Uma prolongada onda de calor na Austrália causou o branqueamento de 91% da Grande Barreira de Corais da Austrália, revela um novo relatório de monitoramento divulgado pelo governo.
Dos 719 recifes estudados, 654 (91%) mostram danos por branqueamento.
É a primeira vez que estes danos acontecem em paralelo ao fenômeno climático de La Niña, que, em tese, esfria as temperaturas dos oceanos."A mudança climática está se agravando, e a Grande Barreira de Corais já está experimentando as consequências disso", adverte o texto do governo, publicado na noite de terça-feira (10).

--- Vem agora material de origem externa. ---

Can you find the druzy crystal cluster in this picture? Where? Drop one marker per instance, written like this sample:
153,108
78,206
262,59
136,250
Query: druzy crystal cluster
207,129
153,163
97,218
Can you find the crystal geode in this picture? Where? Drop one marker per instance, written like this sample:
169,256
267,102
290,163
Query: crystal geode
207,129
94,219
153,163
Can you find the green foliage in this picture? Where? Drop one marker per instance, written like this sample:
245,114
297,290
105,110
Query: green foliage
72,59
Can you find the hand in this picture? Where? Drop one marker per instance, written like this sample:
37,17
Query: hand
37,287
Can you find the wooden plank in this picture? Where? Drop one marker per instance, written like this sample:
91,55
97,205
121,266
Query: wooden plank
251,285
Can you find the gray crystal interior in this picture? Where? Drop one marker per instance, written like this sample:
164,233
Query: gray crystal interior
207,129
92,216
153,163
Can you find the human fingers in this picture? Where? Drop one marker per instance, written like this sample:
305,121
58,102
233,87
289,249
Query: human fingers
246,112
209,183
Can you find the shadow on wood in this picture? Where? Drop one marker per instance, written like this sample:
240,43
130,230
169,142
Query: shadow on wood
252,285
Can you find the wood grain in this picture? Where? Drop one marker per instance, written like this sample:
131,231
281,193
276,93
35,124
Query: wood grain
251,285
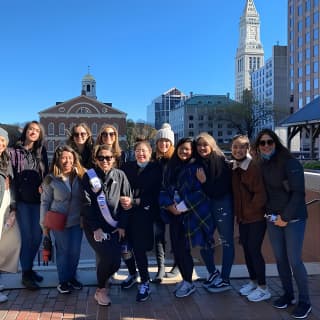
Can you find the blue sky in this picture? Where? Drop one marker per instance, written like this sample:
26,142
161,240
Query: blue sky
137,49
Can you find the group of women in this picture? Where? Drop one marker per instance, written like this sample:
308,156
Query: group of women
192,187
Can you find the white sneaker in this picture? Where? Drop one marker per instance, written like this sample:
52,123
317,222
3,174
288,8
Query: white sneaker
185,289
3,297
247,288
259,294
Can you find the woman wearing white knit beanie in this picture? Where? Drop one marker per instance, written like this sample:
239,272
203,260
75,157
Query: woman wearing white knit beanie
164,150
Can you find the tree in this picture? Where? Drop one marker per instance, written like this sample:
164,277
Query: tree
245,116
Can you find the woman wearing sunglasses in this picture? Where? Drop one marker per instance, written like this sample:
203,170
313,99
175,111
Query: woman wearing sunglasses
108,135
81,141
104,218
286,215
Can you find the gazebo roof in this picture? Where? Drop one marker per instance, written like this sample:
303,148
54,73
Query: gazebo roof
310,113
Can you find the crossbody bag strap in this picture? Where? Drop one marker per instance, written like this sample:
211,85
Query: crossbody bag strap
96,188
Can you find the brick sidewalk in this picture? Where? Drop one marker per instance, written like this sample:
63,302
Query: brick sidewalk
47,303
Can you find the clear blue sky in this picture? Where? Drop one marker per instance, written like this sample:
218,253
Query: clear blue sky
137,49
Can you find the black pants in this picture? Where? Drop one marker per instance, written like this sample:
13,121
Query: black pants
139,259
180,249
108,256
251,237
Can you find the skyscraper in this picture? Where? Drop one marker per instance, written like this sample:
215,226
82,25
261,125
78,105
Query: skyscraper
250,54
303,46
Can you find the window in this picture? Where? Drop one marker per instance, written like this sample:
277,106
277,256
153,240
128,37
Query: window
308,22
307,85
307,37
307,53
50,146
51,129
307,68
61,129
94,129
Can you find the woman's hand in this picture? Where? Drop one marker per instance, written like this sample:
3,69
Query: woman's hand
98,235
172,208
279,222
121,233
201,176
126,202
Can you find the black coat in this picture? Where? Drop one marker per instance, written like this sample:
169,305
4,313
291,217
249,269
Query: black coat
145,184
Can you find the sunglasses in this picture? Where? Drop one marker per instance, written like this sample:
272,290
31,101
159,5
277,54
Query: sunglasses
269,142
78,134
105,134
102,158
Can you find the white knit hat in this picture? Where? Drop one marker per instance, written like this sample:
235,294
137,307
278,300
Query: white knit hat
4,133
165,133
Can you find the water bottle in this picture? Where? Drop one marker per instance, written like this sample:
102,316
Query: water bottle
176,197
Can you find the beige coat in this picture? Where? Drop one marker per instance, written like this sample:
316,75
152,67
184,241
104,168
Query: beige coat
10,241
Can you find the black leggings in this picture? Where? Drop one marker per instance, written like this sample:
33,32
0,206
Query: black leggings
108,256
251,238
180,249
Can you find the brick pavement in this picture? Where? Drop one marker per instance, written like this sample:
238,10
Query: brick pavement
47,304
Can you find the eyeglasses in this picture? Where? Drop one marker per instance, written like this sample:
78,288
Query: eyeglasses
78,134
105,134
102,158
269,142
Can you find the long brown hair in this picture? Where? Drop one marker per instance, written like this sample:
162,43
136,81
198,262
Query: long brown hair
116,150
55,169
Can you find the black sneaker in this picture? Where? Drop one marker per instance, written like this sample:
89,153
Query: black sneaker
75,284
219,285
29,283
64,288
211,278
283,302
129,281
36,276
301,311
144,292
173,272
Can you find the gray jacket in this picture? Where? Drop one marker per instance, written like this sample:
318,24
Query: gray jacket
56,196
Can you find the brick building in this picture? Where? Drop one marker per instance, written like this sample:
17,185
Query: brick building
58,119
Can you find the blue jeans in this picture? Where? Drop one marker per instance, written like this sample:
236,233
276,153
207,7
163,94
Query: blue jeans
223,221
287,245
28,216
68,245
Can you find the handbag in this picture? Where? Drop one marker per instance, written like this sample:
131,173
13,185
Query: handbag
55,220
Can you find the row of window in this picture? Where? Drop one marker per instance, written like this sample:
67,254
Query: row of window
64,131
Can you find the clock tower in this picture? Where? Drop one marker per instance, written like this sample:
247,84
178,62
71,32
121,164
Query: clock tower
250,54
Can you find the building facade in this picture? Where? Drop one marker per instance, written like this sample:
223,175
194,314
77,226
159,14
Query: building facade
203,113
250,54
304,56
59,119
159,109
270,90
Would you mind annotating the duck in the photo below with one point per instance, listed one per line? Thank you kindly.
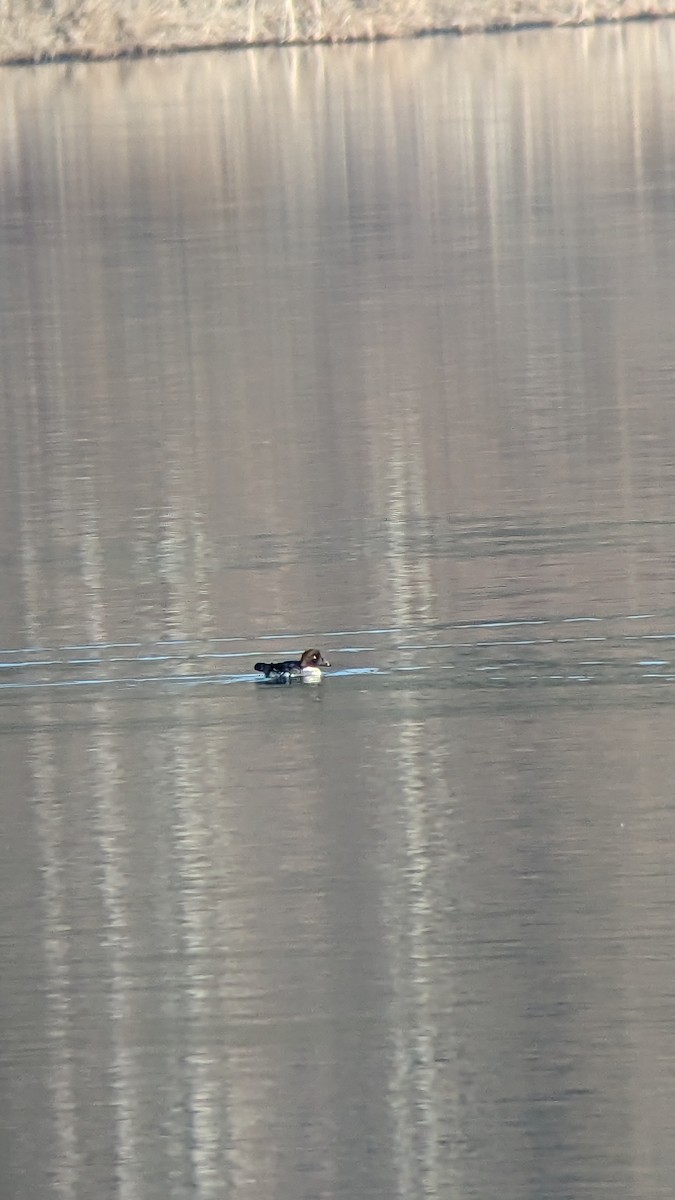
(308, 669)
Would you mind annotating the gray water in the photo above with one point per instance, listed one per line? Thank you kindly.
(369, 348)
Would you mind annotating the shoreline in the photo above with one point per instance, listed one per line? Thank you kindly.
(133, 29)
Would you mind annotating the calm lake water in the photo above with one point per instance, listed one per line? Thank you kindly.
(369, 348)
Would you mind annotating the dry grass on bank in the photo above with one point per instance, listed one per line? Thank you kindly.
(35, 30)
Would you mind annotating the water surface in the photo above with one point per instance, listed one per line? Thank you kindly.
(369, 348)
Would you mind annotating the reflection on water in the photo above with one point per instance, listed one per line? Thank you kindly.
(369, 348)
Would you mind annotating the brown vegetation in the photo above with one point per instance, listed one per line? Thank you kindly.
(34, 30)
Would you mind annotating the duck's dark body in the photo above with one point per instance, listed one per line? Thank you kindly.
(306, 669)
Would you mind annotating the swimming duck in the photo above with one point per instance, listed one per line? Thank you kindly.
(305, 670)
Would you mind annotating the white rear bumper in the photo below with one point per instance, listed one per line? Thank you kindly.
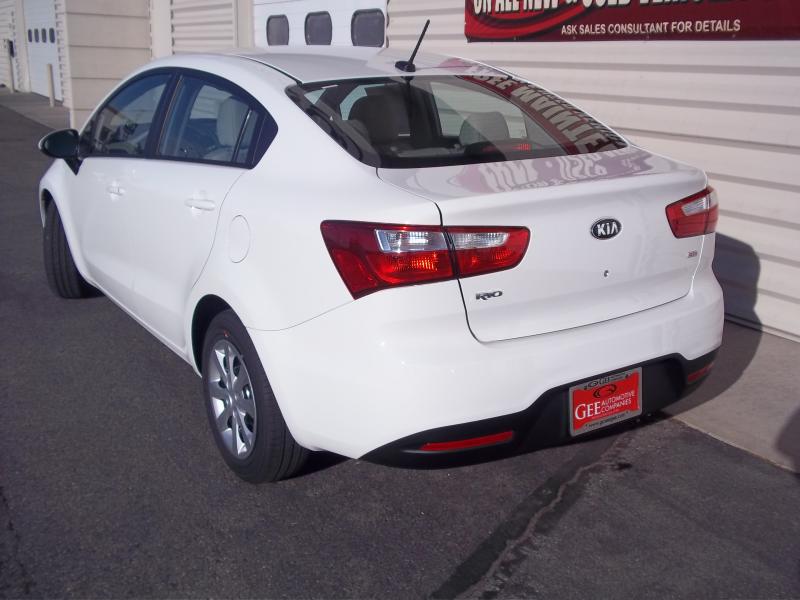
(402, 361)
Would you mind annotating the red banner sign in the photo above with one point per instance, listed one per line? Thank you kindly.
(594, 20)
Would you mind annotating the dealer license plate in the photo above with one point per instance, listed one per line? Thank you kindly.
(604, 401)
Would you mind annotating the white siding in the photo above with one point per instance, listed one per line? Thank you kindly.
(11, 28)
(731, 108)
(100, 42)
(341, 12)
(207, 25)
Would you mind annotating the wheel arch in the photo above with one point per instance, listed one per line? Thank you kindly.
(208, 307)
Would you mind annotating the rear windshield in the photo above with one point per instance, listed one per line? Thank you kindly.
(403, 122)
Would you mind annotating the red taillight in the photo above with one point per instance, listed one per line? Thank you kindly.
(373, 256)
(695, 215)
(481, 250)
(480, 442)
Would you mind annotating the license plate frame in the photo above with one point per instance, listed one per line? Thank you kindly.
(605, 401)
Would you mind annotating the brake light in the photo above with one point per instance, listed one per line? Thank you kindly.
(699, 374)
(695, 215)
(372, 256)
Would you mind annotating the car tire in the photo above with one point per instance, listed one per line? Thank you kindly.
(244, 416)
(62, 274)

Este é o quarto "branqueamento em massa" sofrido pelo maior recife do mundo desde 2016.
A Autoridade do Parque Marinho da Grande Barreira de Corais fez estudos aprofundados do local, catalogado como Patrimônio Mundial da Organização das Nações Unidas para a Educação, a Ciência e a Cultura (Unesco), entre setembro de 2021 e março de 2022.

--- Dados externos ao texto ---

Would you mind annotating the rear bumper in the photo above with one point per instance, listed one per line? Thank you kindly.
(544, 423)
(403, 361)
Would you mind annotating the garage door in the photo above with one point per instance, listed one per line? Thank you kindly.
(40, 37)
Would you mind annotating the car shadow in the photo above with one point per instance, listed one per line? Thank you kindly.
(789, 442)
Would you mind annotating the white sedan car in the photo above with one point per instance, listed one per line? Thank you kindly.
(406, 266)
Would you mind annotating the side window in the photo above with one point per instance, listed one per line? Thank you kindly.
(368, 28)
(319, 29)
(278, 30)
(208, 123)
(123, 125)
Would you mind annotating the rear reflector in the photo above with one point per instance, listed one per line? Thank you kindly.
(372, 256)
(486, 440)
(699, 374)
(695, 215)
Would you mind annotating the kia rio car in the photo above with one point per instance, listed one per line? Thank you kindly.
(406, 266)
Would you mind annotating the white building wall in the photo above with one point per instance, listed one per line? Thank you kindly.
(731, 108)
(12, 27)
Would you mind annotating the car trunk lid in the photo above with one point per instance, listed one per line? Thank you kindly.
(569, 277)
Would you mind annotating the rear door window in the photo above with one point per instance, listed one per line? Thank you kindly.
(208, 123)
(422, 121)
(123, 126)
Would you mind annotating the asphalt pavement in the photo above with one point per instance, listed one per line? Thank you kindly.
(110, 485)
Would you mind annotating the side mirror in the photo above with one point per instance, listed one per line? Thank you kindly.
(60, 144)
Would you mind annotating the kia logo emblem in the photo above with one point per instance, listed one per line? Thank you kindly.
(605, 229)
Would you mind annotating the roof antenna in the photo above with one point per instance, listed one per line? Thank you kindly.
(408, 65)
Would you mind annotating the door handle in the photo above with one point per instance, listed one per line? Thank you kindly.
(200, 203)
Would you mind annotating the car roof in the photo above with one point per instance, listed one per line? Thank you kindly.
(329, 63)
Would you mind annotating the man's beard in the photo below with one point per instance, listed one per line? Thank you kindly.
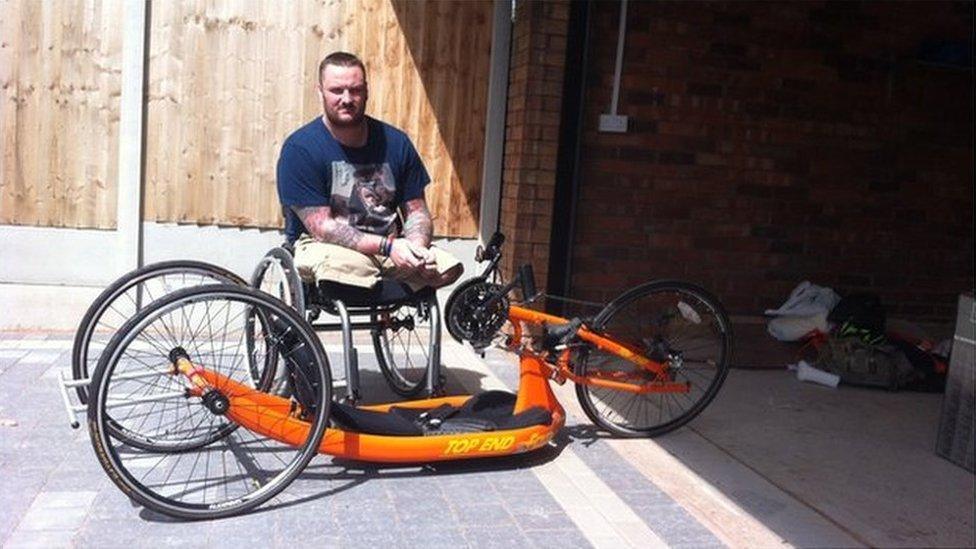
(341, 123)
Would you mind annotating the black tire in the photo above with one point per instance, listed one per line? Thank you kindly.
(451, 313)
(238, 470)
(123, 299)
(697, 337)
(276, 275)
(403, 353)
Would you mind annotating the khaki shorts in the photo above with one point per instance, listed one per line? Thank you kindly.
(318, 261)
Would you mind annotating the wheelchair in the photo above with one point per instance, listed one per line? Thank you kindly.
(404, 326)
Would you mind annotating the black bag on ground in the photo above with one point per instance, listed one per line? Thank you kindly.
(860, 363)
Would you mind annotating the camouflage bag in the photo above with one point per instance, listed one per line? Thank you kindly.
(860, 363)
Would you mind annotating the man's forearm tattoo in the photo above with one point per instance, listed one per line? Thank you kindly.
(322, 226)
(418, 226)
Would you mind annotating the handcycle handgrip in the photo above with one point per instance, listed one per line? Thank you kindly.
(527, 281)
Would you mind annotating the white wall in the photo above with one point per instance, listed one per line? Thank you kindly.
(49, 277)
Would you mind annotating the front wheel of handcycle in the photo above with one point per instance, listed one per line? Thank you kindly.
(206, 461)
(675, 324)
(125, 297)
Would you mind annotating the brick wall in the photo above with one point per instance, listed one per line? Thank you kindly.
(776, 142)
(532, 133)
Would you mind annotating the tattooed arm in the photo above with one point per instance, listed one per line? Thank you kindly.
(325, 228)
(417, 227)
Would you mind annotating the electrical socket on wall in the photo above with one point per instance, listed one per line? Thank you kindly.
(616, 123)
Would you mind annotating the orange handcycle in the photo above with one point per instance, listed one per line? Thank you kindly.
(210, 400)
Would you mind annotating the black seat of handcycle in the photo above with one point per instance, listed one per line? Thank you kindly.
(488, 411)
(386, 292)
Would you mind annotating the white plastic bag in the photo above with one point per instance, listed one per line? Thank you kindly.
(807, 299)
(793, 328)
(804, 311)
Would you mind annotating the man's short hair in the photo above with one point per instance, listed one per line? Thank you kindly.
(341, 59)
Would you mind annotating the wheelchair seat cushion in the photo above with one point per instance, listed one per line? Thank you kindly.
(385, 292)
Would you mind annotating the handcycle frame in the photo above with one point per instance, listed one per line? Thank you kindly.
(266, 411)
(272, 416)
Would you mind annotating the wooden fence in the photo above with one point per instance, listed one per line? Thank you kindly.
(227, 82)
(60, 80)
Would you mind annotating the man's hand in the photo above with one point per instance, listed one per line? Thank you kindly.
(403, 256)
(428, 267)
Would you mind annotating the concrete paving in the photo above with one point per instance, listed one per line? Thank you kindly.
(771, 463)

De acordo com esse estudo, quando a água do mar começou a se aquecer em dezembro passado, as três grandes regiões do recife sofreram um branqueamento. Este fenômeno é causado pelo estresse térmico dos corais e pela consequente expulsão das algas brilhantes que vivem nele e dão-lhe sua cor.

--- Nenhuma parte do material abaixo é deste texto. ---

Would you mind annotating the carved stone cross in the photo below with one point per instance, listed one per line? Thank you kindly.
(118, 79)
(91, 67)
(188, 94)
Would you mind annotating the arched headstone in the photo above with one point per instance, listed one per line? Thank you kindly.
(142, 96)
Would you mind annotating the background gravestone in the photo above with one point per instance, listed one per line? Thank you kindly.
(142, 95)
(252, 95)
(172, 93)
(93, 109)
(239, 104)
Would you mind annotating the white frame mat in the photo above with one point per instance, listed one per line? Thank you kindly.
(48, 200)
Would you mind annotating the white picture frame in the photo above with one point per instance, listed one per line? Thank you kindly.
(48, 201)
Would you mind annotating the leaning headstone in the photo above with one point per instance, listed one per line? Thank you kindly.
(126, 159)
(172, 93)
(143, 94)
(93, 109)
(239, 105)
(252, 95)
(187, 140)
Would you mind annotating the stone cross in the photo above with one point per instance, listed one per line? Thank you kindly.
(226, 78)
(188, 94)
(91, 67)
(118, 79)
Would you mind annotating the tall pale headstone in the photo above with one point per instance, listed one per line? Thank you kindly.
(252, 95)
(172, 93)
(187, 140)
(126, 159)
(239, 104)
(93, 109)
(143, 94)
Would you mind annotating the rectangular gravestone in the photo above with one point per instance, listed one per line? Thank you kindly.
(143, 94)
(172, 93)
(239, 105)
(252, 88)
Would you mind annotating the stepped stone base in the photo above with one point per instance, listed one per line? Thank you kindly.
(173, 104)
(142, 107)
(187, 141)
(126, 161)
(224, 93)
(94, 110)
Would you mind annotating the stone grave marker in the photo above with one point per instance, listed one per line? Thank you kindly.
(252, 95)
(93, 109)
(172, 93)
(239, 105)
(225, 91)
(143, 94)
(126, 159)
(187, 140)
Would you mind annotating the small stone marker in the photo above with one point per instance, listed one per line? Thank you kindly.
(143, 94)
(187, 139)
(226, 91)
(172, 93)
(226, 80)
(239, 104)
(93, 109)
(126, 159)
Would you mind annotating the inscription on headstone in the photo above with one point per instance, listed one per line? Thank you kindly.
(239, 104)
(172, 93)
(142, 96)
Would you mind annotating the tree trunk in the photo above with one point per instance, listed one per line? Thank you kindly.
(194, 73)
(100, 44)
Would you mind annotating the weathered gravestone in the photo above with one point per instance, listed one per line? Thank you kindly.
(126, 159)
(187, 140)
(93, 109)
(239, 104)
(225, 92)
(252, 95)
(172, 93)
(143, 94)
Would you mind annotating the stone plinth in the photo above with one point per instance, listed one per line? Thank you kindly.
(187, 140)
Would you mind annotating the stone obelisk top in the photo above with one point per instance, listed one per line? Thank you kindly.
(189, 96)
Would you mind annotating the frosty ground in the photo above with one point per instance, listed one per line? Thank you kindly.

Os corais esbranquiçados continuam vivos e podem se recuperar, se as condições melhorarem, mas "os corais muito brancos apresentam níveis de mortalidade elevados", adverte o documento, cuja primeira versão foi publicada em março.
O informe é divulgado dez dias antes das eleições federais da Austrália em 21 de maio, nas quais a mudança climática emerge como uma questão-chave para os eleitores.
O primeiro-ministro australiano, Scott Morrison, quer manter a meta de neutralidade de carbono em 2030, apesar das críticas que pedem marcos mais ambiciosos. Também se comprometeu a exportar carvão enquanto houver demanda. Na oposição, o Partido Trabalhista tampouco fala de acabar com o uso do carvão.
"Embora seja cada vez mais frequente, o branqueamento não é normal e não devemos aceitar como se fosse", advertiu Lissa Schindler, ativista da Australian Marine Conservation Society.
"Os dois principais partidos devem se dobrar à realidade: seus objetivos climáticos não são suficientes para o recife", frisou.
No próximo mês, o Comitê do Patrimônio Mundial das Nações Unidas deve decidir se inclui o recife na lista de lugares protegidos "em perigo", devido à deterioração causada pelos efeitos climáticos.